By the time we landed at JFK, the cramping had intensified. I bypassed both Devon's penthouse and Harper mansion, heading straight to my Brooklyn apartment—the one I'd barely lived in since Devon had pulled me into his orbit. The photos of my mother on the mantle seemed to watch me with knowing eyes as I changed out of my work clothes.
That night, I lay awake in my childhood bed, one hand curved protectively over my stomach as the cramps came and went. Google searches on my phone yielded terrifying results: "early pregnancy cramping", "miscarriage symptoms", "bleeding in first trimester".
I needed to see a doctor. Needed to know if the baby was okay. If "I" was okay.
The decision to visit New York General Hospital the next morning felt simultaneously necessary and terrifying. I chose the hospital specifically because it was large, impersonal—a place where I could be just another patient, not Aria Harper with her scandalous family drama plastered across every gossip site.
The OB-GYN who examined me was kind but clinical, confirming what I already knew: six weeks pregnant, no signs of immediate danger. The cramping was stress-related, though she couldn't rule out other complications without more tests.
"You need to reduce your stress levels," she advised, making notes on her tablet. "Rest when you can. Avoid intense emotional situations. This is a critical development period for the fetus."
"Avoid intense emotional situations." If only she knew.
"Does the father know?" Her question was gentle, professional curiosity.
"No." My voice came out hoarse. "He doesn't."
"You'll need a support system, Miss Harper. Partner, family, friends—someone to help you through this."
I nodded mechanically, accepting the paperwork and appointment card she handed me. But as I left the examination room and walked through the maze of hospital corridors, my mind was already fracturing.
"Support system." I had Sophia, maybe. Ryan. But the person I wanted to tell, the person whose hand I wanted to hold through this—
I rounded the corner toward the elevator bank and stopped dead.
Devon stood twenty feet away, his back to me as he pushed a wheelchair.
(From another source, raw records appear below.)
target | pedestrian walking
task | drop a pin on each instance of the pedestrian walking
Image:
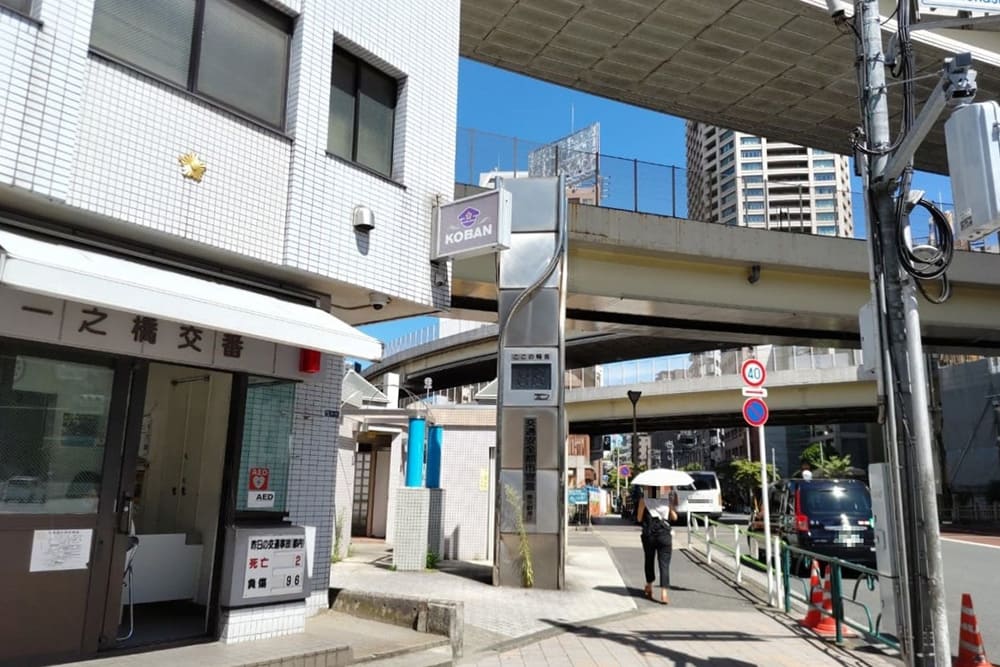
(656, 511)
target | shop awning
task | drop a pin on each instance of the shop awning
(71, 273)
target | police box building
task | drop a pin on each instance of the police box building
(199, 201)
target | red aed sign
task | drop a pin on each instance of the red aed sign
(259, 478)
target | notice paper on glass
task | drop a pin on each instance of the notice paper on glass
(60, 549)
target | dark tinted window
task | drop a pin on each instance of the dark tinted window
(23, 6)
(851, 498)
(362, 113)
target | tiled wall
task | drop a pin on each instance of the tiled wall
(314, 464)
(133, 129)
(42, 69)
(418, 40)
(250, 623)
(106, 139)
(465, 455)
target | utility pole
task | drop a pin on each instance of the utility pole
(922, 622)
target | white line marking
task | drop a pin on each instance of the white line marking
(975, 544)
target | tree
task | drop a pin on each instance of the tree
(816, 453)
(745, 475)
(835, 466)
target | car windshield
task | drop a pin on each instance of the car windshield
(701, 483)
(837, 498)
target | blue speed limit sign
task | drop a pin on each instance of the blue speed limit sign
(753, 372)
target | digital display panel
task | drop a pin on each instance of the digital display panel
(531, 376)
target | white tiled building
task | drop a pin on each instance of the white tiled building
(741, 179)
(323, 133)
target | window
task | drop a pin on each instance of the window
(55, 422)
(234, 52)
(362, 113)
(19, 6)
(267, 429)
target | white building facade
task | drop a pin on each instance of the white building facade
(198, 200)
(749, 181)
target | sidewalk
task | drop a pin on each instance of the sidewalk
(600, 619)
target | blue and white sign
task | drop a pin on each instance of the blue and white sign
(471, 226)
(992, 6)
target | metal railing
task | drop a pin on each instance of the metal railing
(722, 545)
(641, 186)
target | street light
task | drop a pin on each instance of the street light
(634, 397)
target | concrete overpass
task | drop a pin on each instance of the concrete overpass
(829, 395)
(775, 68)
(643, 285)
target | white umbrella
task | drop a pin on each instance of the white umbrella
(663, 477)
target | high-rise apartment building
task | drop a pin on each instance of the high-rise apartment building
(740, 179)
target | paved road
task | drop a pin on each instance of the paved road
(969, 567)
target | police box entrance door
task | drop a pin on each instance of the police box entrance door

The woman in it had lustrous dark hair and pale skin, her profile delicate as she tilted her head back to say something that made him smile. Not the cold, calculating expression he wore in boardrooms. Not even the heated look he gave me in private. This was something softer. "Real".
Evelyn.
My hand found the wall as my knees went weak. I should leave. Turn around right now and take the stairs, avoid this collision of my two fears: Devon's potential rejection and this woman who apparently held the piece of him I never could.
But I stood frozen as Devon adjusted the blanket over Evelyn's legs with careful hands. She caught his wrist, her fingers pale against his tanned skin, and said something that made him lean down closer to hear. Her hand came up to touch his face—a gesture of such casual intimacy that my throat closed completely.
"That's what Eleanor meant." This was the relationship I could never compete with. Childhood history, shared trauma, the kind of bond that transcended whatever physical arrangement Devon and I had stumbled into.
He looked up then, his gaze sweeping the hallway in that habitual security check he always did. Our eyes met across the distance.
For one heartbeat, his expression opened—surprise, something that might have been relief or concern. Then it shuttered closed, smoothing into polite acknowledgment. A nod. Nothing more.
He kept pushing the wheelchair toward the opposite corridor, Evelyn's voice floating back: "Is that her? Aria?" A pause. "You should introduce us properly sometime!"